The thesis this chart is advancing is that the current US dollar rally has gotten too extended and is due for a pullback. The reason it’s due for a pullback is because the rally has been bigger than average. And this is just an average rally.
The chart’s title advances a somewhat specious argument. HSBC note makes a stronger argument.
Here is HSBC rejecting the notion that this time is different:
The current USD bull run has already exceeded this historic average. Since June 2014, the rise has been over 25%. Arguably, one could take the starting point as the low in April 2011, in which case the gain is just shy of 40%. In either case, we have seen a USD rally which is greater than the average seen since the early 1970s. This is already a “big” USD rally.
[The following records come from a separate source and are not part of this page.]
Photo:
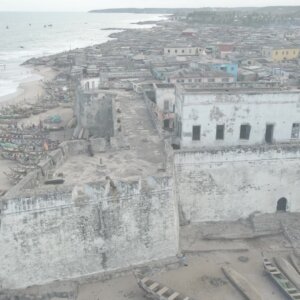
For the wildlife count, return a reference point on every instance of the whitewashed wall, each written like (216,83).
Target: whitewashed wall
(232,110)
(165,94)
(94,229)
(220,185)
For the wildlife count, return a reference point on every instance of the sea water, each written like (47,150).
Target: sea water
(27,35)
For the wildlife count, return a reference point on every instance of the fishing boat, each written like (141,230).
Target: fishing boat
(288,288)
(54,181)
(157,290)
(241,283)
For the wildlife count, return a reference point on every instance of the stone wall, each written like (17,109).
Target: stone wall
(95,112)
(233,109)
(94,228)
(228,184)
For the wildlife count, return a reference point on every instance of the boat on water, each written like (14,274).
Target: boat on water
(288,288)
(157,290)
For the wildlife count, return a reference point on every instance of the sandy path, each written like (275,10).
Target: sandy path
(28,92)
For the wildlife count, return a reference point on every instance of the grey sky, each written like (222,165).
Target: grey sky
(84,5)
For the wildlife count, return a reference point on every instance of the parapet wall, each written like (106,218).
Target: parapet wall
(228,184)
(91,229)
(58,157)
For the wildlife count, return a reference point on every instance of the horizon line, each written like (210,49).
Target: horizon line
(140,8)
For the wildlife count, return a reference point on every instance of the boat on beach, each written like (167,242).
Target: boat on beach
(157,290)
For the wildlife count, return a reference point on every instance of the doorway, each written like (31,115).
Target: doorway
(269,133)
(281,205)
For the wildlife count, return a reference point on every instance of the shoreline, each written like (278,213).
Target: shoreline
(29,90)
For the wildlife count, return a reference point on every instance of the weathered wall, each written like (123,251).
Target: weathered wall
(231,184)
(234,109)
(95,112)
(95,228)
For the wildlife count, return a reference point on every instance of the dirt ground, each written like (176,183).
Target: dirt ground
(202,277)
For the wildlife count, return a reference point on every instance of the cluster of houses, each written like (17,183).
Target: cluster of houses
(170,62)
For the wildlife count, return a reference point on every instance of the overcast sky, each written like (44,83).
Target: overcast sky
(85,5)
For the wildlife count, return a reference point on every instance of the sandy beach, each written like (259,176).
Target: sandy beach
(28,93)
(30,90)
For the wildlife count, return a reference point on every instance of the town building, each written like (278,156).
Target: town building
(278,54)
(237,116)
(183,51)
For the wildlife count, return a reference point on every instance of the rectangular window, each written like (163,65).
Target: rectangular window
(295,130)
(166,105)
(196,133)
(245,132)
(220,132)
(269,133)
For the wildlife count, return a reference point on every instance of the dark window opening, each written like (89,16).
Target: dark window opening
(220,132)
(295,130)
(269,133)
(166,123)
(281,205)
(245,132)
(166,105)
(196,133)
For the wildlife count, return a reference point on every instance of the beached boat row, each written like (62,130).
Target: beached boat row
(285,274)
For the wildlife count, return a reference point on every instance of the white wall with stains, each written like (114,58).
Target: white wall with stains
(233,109)
(229,184)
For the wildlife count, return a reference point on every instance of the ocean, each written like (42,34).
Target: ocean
(27,35)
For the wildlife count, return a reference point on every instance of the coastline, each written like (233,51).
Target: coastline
(30,90)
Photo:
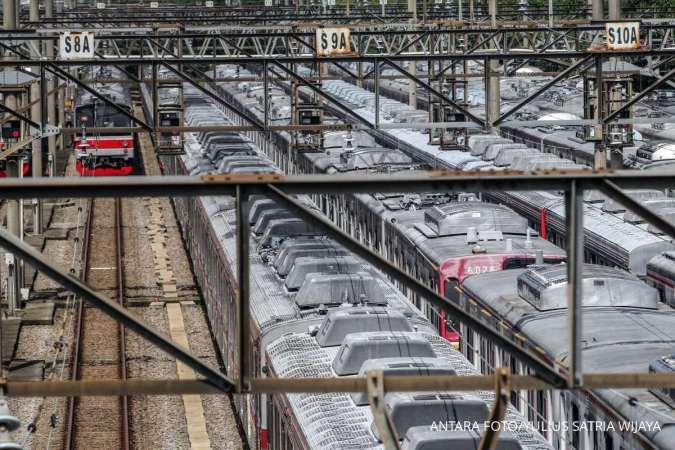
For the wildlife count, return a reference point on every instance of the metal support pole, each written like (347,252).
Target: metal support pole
(493,99)
(574,210)
(376,89)
(490,437)
(378,406)
(412,65)
(266,120)
(37,92)
(243,278)
(614,9)
(14,281)
(51,100)
(9,21)
(600,155)
(155,104)
(597,12)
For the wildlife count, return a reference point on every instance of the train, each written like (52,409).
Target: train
(318,311)
(111,152)
(340,209)
(625,329)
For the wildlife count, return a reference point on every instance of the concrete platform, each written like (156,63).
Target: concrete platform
(26,370)
(58,234)
(38,243)
(10,336)
(38,313)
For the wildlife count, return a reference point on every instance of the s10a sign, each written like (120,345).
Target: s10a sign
(622,35)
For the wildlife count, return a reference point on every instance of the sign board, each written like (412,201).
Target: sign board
(332,41)
(622,35)
(76,44)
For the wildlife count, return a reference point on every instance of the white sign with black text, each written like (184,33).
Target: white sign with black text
(332,41)
(76,44)
(622,35)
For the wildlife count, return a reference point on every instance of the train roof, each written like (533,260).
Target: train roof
(619,339)
(299,354)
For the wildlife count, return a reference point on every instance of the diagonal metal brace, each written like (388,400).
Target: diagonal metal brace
(541,369)
(385,426)
(20,116)
(324,94)
(541,90)
(253,121)
(24,251)
(437,93)
(502,397)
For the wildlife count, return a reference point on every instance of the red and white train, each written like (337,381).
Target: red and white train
(104,153)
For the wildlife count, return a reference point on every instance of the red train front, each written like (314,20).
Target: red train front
(103,153)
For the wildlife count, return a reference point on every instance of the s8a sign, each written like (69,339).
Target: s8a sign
(76,45)
(332,41)
(622,35)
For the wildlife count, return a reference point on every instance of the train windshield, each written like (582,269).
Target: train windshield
(522,262)
(101,115)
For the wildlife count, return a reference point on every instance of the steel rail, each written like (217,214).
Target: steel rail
(392,383)
(78,335)
(431,181)
(31,256)
(119,258)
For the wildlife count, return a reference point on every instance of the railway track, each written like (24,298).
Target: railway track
(99,345)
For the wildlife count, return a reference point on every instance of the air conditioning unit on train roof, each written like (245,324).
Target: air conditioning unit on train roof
(545,288)
(402,366)
(307,265)
(409,410)
(426,438)
(457,217)
(359,347)
(341,322)
(325,289)
(665,364)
But some may argue that this should be an outsized rally as USD strength is largely the mirror to unconventional and unprecedented monetary easing elsewhere, and so history cannot be used as a gauge. We disagree. After all, the US has been through the QE process. Chart 2 again shows the DXY index but this time the shaded areas are the three periods of QE in the US. It shows the USD fell roughly 20% during QE1, and another 20% in anticipation of and during QE2. It was largely flat during QE3. So the shifts in the JPY (-35%) and the EUR (-25%) driven by their QE strategies are already greater than witnessed in the US.
The firm additionally argues that the divergence of monetary policy around the globe — tighter in the US, looser just about everywhere else — is already priced in to the dollar and the currency markets more broadly.
HSBC adds: “If monetary policy divergence is so well known by the markets and therefore largely priced in, the hunt should be on for other factors that could determine the next stage in the USD story. We believe a number of these argue against additional USD strength.”
In response, the firm lays out five quick bullets on why the rally is done:
- The cycle is surprisingly EUR-USD bullish
- US tolerance for USD strength has its limits
- Valuations show the USD is ‘rich’
- USD bullishness ahs become all-pervasive
- The USD weakens in the early months of a Fed-hike cycle
On Wednesday following the Fed’s latest policy announcement, the dollar got crushed. On Thursday, the dollar had recovered almost all of its losses.